I would not have needed to worry about the money had it been true what one of Arthur’s guards had heard. "I’m not sure how true it was," the guard wrote to Arthur later, "but it was widely said that every member of SEAAF (South East Asia Air Force) contributed a ‘chip’ or one rupee to pay for the Indian lawyers who defended you". If only!

However fanciful this story, it suggests a widespread interest in the Attwood case and a recognition of the support for Arthur among the RAF rank-and-file. Arthur wrote to me afterwards, "In a flight of fancy I saw you, provided with a pilot and a helicopter, with some £10,000 in the offing, co-ordinating its collection and with plans to publicly name any, such as Sir Keith Park,9 who showed a reluctance to contribute."

The court martial had already started, and I wanted to get the money to Bombay as soon as possible. I was sure that the news of the collection would have reached those in authority. This was confirmed some weeks later, when I came across a file on the Defence Fund at Air Headquarters in Delhi.10 I was concerned that the money might be confiscated or that I would be prevented from going to Bombay, so we agreed that Ian Taylor would take care of the money. He was due to go to Bombay in connection with his release and, as a soldier, was unlikely to be suspected.

I then had the problem of getting to Bombay myself. I had no certain knowledge that obstacles would be put in my way, but I was taking no chances, so I gave a false destination for my leave. As a further precaution I spent my last night in my old billet instead of in the sergeants’ quarters, and I left early in the morning. There were two routes by rail from Karachi to Bombay. The shorter one, if I remember rightly, took two days off the journey but servicemen were strongly advised not to use it, partly because of the intense heat on a section of the route, partly because there had been two or three recent incidents on the line involving bandits. But I was in a hurry and travelled as a civilian on the shorter route.

I reached Bombay on, I think, 8 May. Ian and Ernie were already there, awaiting embarkation. They had both been to see Arthur’s solicitors but joined me for a further visit. We were able to help with background detail about the strike and about some of the witnesses. We also emphasised that the CO had told the whole station that there would be no punishments, but the solicitors were aware of this and told us that the defence was already working towards a plea that the offence had been condoned.

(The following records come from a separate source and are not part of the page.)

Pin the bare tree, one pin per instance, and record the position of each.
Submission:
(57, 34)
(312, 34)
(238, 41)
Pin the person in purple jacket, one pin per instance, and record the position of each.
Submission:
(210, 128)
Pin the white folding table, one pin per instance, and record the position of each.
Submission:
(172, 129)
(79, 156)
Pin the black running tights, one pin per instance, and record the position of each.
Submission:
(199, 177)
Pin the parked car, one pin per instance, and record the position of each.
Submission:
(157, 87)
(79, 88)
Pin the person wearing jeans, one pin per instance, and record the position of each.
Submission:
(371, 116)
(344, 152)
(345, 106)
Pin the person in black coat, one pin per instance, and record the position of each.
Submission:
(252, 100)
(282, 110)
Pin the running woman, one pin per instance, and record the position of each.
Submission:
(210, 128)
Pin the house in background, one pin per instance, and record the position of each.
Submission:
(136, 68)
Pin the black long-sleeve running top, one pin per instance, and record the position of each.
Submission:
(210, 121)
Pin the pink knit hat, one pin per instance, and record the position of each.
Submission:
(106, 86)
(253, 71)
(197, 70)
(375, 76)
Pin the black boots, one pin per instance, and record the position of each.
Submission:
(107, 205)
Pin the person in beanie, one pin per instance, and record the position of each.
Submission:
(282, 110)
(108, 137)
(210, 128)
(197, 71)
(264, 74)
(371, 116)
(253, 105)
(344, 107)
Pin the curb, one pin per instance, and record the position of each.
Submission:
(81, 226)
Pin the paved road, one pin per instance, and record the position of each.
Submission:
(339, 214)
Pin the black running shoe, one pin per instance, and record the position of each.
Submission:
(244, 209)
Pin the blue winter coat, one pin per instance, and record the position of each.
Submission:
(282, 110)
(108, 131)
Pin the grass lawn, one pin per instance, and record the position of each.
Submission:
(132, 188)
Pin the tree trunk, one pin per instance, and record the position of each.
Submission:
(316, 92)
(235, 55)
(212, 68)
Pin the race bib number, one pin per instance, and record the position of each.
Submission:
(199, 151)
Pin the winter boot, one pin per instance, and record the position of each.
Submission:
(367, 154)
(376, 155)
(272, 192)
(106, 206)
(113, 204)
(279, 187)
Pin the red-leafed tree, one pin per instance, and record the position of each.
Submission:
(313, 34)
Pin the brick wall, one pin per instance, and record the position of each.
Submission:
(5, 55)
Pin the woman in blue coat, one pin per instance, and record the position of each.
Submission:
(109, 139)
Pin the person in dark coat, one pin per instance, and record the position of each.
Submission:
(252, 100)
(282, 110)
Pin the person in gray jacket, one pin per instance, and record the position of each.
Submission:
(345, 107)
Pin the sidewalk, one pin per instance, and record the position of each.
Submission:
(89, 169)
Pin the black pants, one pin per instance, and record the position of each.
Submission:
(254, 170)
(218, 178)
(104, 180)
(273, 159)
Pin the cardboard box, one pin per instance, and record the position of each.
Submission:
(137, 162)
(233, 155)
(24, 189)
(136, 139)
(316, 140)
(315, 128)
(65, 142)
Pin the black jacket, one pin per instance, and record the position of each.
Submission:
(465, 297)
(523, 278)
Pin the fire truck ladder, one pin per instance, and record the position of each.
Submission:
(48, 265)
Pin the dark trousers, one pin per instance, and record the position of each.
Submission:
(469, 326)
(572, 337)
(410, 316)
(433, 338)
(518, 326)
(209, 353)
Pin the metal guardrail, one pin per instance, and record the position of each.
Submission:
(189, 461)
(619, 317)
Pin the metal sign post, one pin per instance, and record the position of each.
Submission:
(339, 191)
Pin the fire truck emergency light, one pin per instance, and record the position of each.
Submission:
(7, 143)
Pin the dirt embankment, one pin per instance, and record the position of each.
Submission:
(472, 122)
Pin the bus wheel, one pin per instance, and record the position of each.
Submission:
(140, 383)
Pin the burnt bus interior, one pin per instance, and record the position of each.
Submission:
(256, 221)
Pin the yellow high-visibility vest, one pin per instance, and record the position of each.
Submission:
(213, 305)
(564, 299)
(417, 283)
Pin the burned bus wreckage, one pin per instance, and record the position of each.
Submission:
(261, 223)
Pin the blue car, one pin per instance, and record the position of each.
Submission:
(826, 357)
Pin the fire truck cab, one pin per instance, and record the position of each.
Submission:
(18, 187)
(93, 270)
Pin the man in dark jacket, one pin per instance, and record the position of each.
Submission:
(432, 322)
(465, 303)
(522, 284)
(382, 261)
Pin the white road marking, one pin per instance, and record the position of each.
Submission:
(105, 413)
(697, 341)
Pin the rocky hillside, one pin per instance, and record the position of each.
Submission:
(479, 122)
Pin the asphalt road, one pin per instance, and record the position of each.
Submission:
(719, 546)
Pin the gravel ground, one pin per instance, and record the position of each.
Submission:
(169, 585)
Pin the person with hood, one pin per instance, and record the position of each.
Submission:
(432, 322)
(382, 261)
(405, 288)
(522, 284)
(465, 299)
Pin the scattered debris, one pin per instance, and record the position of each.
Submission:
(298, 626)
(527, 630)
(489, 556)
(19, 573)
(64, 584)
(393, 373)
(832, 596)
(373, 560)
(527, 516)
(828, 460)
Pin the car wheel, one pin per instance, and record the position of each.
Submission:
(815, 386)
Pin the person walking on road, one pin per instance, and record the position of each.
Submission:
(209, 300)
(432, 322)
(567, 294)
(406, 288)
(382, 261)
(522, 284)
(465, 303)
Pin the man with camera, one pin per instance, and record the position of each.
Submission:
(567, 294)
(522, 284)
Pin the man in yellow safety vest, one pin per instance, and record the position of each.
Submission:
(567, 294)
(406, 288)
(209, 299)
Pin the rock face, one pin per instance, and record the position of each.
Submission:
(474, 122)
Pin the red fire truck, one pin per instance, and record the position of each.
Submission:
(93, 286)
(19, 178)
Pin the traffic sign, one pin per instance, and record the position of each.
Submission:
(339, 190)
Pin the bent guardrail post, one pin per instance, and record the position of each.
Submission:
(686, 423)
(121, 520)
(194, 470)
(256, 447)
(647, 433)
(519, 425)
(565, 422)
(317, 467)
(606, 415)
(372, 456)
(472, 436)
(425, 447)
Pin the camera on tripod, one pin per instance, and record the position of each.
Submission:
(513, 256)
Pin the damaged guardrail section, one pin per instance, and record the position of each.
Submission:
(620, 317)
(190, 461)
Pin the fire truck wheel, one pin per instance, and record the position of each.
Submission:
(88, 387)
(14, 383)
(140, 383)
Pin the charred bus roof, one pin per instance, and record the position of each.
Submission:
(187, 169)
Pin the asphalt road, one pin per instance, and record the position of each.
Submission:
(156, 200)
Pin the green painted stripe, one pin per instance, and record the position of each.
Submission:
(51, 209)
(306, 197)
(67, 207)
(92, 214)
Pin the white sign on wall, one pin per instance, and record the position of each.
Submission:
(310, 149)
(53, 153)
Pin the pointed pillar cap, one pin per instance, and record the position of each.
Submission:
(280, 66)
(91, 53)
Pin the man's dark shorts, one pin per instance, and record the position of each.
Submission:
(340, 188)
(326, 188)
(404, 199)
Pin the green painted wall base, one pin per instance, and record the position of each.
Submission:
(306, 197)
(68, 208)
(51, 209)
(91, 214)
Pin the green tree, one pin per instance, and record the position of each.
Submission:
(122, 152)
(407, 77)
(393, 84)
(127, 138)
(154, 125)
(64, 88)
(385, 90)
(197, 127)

A day or two later I had tea at their home with the barrister, Mr Vimadalal, and his wife. I told him that John Saville would take care of all the legal fees. Saville, I explained, was a top civil servant who was a personal friend of Attwood and myself and had been in Karachi at the time of the strike. I had not consulted John about this, but I had such confidence in him that I never doubted either his willingness to accept the responsibility or his ability to raise the necessary hundreds of pounds, through the campaign he was conducting in London on Arthur’s behalf. The barrister was confident that Arthur would soon be released, so all seemed well.